Tales of two sheriffs tell much about past, current Las Vegas


Sometimes the things I hear are jaw-dropping.

For instance, in a recent editorial board meeting, Sheriff Doug Gillespie made this matter-of-fact statement: “There were legislators in past legislative sessions who refused to meet with me.”

Gillespie is not a kiss-and-tell kind of guy; he refused to name names. But he said this on May 20, while his “More Cops” bill was still pending.

He thought this crop of legislators wasn’t bad.

“Speaker (Marilyn) Kirkpatrick is very approachable and willing to engage in conversations. My interaction with her has been good,” he said.

He thought it was unfair to compare this group of legislators, including four new leaders who have never closed a legislative session, to sessions where the leaders of both houses were more experienced and there were fewer legislative novices.

I’m still curious about which legislators dissed the sheriff. A source said when Steven Horsford was state Senate majority leader before he was elected to Congress, he wouldn’t return Gillespie’s calls, which amazes me.

Times change, but when Ralph Lamb was sheriff of Clark County from 1960 to 1978, when he was considered more powerful than the governor, no legislator would have refused to meet with him or ignored his calls.

Dissing the sheriff would have been a foolish and potentially life-threatening move.

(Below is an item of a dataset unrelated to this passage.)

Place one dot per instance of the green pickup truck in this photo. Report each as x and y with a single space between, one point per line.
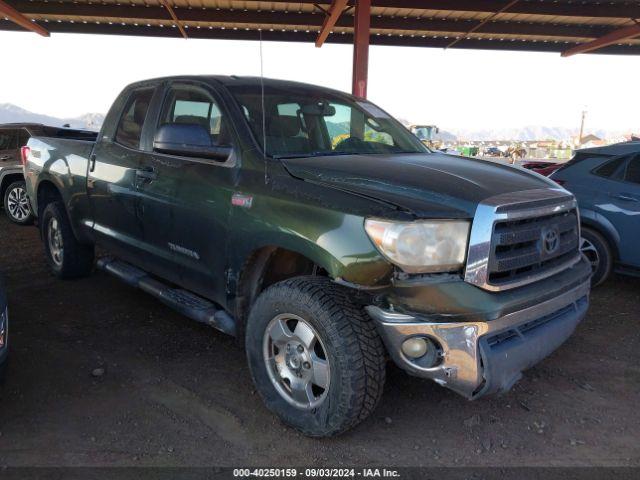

Of course, his brother, Floyd Lamb, was the most powerful state senator, who controlled where the state’s money went. Another brother, Darwin Lamb, was a county commissioner. And Lamb himself chaired the Liquor and Gaming Licensing Board, enhancing his power.

“Vegas,” the CBS television story supposedly based on Lamb’s career, was a one-season wonder. It didn’t get picked up by the network for a second season despite the huge advertising campaign promoting it. “Eleven million people watched it, but they couldn’t get the right crowd,” said Lamb, who wasn’t pleased with the show at first, particularly the first two or three episodes. He thought it improved, however, as did I. “I said they’ve gotta have a little rough stuff.”

I grew to like the show, despite early misgivings, once I realized it wasn’t posing as the truth, but was just telling tales.

It started with more positive than negative reviews, but younger viewers drifted away from the theme of the frontier cop solving cases each week, engaged in a running battle with a Chicago mobster. When the network moved it from Tuesdays to Fridays, viewership dropped even more from it’s high point of nearly 15 million viewers.

Lamb, 86, is recovering from a broken hip from tripping outside his home after picking up his Review-Journal. “I’m a 225-pound guy and I hit the ground pretty hard,” he said Friday.

He is hoping they find another network interested in the show. “I had a lot of fun with it, and they were great to work with. But Dennis (Quaid) has gotta change his cowboy hat. He wears one of those tractor-trailer driving cowboy hats, all rolled up.” It was clear he thought that reflected badly on the Ralph Lamb character.

The story Lamb and I wanted to see dramatized in “Vegas” was the one where he had a confrontation with mobster Johnny Rosselli at a Strip coffee shop. Rosselli hadn’t registered as an ex-felon and Lamb entered the coffee shop, seized him by his necktie and slapped him around before sending him to jail and humiliating him by ordering him deloused.

That’s a story for a second season if another network picks up the show.

Quaid never fully captured Lamb’s good-old-boy charm but his trademark grin carried him far.

The tale of two Las Vegas sheriffs, one from the 1960s, another nearly 50 years later, shows how the town has changed.

One used his fists and his family’s vast power, another uses face-to-face persuasion and logic.